Grazie a questo combinato disposto si punta ad assicurare l’inserimento lavorativo dei ragazzi, ma non solo. “Si tratta di giovanissimi a cui manca l’affetto dei familiari – sottolinea Abderrahmane Amajou, coordinatore della Rete Migranti di Slow Food e referente di Youth & Food -. Ci auguriamo quindi che, proprio grazie alle relazioni che i ragazzi stabiliranno, possano trovare una nuova famiglia sociale che li accolga e li faccia sentire parte di una comunità”.

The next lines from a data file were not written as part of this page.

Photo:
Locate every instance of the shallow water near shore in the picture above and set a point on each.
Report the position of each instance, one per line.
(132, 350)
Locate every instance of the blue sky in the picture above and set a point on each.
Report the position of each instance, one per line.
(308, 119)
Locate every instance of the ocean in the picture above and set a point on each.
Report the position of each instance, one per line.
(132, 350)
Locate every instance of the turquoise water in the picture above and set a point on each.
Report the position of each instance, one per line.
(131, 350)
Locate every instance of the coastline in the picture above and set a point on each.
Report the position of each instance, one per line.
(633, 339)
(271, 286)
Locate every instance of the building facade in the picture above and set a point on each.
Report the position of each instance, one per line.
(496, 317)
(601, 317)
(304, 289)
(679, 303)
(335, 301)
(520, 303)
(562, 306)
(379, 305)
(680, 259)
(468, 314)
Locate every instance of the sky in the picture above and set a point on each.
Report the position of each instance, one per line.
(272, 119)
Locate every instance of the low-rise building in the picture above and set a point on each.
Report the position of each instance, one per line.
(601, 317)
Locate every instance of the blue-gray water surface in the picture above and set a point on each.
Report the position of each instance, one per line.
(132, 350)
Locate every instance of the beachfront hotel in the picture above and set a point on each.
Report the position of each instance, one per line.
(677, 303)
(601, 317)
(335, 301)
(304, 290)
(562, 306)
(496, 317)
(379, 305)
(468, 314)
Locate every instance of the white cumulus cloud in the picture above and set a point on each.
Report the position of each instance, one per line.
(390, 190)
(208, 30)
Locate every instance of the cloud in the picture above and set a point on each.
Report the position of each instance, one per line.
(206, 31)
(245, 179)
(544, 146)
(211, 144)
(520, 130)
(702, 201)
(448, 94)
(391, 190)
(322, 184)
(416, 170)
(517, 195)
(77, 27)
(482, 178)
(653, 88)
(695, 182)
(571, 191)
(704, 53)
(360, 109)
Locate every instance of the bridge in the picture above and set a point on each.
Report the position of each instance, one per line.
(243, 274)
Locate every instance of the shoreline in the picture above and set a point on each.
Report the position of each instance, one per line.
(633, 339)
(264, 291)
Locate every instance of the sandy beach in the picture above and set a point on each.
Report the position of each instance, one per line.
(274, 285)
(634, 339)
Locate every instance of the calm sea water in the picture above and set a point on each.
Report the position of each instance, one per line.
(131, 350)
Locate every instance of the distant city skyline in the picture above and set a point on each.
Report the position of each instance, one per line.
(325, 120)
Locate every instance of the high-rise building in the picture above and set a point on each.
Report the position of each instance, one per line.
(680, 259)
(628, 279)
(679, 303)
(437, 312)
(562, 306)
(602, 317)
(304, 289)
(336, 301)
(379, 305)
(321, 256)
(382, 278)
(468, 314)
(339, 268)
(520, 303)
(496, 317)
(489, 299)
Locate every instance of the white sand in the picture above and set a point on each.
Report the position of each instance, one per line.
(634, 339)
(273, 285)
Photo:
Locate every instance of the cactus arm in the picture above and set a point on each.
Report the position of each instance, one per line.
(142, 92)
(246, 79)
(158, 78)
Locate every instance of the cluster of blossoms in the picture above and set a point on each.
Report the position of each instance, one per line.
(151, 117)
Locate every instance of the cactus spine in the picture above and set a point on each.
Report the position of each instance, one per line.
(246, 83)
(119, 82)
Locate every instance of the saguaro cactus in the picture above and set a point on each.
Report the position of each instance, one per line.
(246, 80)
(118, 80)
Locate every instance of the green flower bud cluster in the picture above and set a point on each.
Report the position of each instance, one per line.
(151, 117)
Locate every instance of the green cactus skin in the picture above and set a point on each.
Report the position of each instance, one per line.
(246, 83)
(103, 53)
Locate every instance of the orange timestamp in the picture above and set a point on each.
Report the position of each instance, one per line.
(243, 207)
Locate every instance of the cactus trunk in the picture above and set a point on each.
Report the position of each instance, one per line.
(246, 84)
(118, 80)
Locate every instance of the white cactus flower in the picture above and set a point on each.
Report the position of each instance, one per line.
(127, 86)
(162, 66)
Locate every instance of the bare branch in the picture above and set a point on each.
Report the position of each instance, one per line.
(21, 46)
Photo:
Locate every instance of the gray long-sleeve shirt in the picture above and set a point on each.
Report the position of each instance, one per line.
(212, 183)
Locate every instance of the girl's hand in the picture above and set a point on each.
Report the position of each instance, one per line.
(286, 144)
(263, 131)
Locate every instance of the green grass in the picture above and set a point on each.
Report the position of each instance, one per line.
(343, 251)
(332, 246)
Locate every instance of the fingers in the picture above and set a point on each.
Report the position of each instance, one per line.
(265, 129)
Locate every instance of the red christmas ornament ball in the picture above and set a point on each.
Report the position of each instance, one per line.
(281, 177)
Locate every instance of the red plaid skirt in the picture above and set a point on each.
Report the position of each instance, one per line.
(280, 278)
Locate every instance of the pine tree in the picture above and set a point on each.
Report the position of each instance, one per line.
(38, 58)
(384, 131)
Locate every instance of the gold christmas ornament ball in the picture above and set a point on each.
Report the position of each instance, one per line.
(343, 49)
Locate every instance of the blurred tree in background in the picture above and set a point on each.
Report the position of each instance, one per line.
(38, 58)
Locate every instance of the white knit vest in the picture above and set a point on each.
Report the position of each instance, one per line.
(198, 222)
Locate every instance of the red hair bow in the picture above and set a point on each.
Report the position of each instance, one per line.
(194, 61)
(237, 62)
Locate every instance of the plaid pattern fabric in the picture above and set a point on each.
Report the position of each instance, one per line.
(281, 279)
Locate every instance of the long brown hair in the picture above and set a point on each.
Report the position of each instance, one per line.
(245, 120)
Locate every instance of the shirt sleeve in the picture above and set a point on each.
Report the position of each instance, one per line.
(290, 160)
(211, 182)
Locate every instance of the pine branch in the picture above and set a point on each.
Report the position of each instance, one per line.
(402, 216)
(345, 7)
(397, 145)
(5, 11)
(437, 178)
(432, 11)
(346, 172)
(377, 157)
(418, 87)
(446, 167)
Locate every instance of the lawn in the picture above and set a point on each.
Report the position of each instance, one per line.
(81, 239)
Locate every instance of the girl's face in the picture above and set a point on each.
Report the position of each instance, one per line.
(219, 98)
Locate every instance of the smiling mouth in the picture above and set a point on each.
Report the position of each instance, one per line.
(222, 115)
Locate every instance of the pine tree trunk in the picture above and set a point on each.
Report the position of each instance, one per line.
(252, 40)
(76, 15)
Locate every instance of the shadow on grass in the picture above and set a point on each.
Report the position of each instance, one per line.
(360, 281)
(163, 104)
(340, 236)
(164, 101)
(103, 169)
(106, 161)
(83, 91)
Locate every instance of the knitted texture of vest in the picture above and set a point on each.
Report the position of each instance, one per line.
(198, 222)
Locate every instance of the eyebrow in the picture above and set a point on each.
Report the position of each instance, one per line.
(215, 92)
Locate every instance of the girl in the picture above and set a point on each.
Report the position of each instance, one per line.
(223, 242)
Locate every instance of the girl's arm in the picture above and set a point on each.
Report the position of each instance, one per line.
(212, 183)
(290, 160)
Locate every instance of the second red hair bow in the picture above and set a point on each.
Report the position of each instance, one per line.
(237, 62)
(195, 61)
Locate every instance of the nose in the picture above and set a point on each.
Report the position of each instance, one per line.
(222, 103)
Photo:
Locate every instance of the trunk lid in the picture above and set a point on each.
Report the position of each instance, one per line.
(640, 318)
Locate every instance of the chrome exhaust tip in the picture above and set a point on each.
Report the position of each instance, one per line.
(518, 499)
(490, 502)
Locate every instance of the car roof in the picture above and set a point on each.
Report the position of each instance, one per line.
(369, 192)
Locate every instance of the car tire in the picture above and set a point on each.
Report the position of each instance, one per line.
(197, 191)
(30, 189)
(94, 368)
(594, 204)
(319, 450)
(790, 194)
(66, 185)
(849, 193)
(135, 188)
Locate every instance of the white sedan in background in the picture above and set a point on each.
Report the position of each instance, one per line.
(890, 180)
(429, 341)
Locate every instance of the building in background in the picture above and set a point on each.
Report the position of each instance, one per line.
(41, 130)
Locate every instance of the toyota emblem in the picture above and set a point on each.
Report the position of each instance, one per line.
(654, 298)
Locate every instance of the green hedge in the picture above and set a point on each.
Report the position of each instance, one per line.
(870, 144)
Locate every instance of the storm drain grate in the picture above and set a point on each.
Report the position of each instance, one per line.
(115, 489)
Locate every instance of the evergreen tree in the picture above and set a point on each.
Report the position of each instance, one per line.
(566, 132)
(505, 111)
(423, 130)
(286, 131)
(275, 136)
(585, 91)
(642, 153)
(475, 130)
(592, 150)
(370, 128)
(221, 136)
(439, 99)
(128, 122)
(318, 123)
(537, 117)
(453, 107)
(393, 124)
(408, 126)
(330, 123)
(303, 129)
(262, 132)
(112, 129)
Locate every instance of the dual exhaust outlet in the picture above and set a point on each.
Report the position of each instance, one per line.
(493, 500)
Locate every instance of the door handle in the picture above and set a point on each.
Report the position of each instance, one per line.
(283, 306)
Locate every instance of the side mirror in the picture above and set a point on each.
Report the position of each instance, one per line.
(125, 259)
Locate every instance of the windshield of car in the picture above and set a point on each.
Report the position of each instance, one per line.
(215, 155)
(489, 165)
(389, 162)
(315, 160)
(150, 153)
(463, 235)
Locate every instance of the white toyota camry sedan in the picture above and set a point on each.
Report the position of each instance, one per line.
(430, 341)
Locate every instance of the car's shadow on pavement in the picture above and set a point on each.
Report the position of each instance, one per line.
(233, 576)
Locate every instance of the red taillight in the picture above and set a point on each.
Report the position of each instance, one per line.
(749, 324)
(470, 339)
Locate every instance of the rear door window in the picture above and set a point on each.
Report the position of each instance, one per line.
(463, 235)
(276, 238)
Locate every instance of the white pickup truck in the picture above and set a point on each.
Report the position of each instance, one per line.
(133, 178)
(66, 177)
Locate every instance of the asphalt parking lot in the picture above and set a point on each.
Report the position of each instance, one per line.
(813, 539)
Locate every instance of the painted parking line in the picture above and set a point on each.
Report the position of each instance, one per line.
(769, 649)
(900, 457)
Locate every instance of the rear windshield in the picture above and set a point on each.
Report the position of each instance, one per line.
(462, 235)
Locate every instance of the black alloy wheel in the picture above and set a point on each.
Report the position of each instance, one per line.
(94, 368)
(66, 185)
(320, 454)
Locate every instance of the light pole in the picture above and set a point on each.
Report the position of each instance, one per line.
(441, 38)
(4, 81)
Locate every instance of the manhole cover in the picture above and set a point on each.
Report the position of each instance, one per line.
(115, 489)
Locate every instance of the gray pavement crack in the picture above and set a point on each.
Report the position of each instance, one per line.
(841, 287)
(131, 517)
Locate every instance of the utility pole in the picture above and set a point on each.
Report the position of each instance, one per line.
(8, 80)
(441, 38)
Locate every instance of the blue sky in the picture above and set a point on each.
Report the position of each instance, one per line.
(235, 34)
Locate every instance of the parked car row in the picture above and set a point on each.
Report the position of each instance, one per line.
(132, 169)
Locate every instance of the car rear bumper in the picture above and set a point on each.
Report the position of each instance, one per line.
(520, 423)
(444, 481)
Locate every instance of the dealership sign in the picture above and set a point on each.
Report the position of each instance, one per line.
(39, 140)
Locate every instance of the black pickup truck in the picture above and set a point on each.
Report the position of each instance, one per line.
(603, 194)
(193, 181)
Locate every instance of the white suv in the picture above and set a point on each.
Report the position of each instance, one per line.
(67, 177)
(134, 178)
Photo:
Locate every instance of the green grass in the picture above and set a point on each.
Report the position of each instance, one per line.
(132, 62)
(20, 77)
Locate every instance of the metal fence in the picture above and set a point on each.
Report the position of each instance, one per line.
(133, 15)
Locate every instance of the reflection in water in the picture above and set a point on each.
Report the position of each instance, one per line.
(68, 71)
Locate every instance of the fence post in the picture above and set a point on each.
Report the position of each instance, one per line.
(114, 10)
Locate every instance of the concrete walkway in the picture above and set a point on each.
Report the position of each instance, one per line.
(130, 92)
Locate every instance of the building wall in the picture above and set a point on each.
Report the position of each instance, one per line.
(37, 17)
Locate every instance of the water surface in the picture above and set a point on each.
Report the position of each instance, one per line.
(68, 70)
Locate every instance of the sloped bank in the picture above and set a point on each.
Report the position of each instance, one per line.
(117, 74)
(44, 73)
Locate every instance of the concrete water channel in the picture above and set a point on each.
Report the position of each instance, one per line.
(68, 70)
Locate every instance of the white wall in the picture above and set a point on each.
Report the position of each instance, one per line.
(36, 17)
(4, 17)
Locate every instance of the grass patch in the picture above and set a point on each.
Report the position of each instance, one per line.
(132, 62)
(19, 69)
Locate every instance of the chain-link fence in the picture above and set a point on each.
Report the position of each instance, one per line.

Più nel dettaglio, a Torino è stata avviata una scuola per mediatori gastronomici che accoglie al momento 16 studenti. “A ogni ragazzo abbiamo chiesto una ricetta del cuore. A partire da questa abbiamo lavorato sull’Italiano, per insegnare come si scrive una ricetta, quali verbi usare, quali sono le unità di misura… Abbiamo quindi coinvolto un cuoco di ciascun Paese di provenienza dei ragazzi che ha preparato i piatti indicati dai giovani e ha insegnato loro a replicarli – racconta Stefano Di Polito che con la Cooperativa Meeting Service, che ha seguito le fasi di avvio del progetto nelle cucine attrezzate per la formazione professionale delle Fonderie Ozanam di Torino -. E ora stiamo pensando a eventi gastronomici e servizi innovativi, in cui i protagonisti sono gli stessi ragazzi, così da garantire la sostenibilità economica delle attività”. 



Ad Agrigento invece, dove a ora sono ospitati 15 giovani, il focus sono le api. “Partiremo a maggio con il corso di cucina – racconta Carmelo Roccaro della cooperativa Al Kharub che segue Youth & Food nella città siciliana -, poi attiveremo due moduli di apicoltura, per imparare a gestire le api e fare il miele, ma anche per costruire i telaini e riparare le arnie. Quindi lavoreremo anche su un’altra competenza molto richiesta in agricoltura, quella della potatura e dell’innesto”. 

E non è tutto. “Nel nostro percorso – continua Roccaro – cercheremo di trasmettere alcune nozioni di diritto dei lavoratori affinché i ragazzi possano riconoscere e tenersi alla larga dai pericoli dello sfruttamento e del caporalato e vivere sempre liberamente il proprio lavoro e la propria vita”. 

Con questo progetto “vogliamo garantire – conclude Barbara Nappini, presidente di Slow Food Italia – un cibo buono, pulito e giusto per tutti, dove il nostro “per tutti” comprende anche i più fragili, come i cittadini migranti e i minori in particolare. Sono gli ultimi: vittime della bugia della crescita infinita, che nutre ingiustizia sociale, iniquità ed esclusione. Attraverso questo progetto vogliamo delineare una narrazione di aggregazione, riscatto, dignità, a partire da un soggetto potente: il cibo”.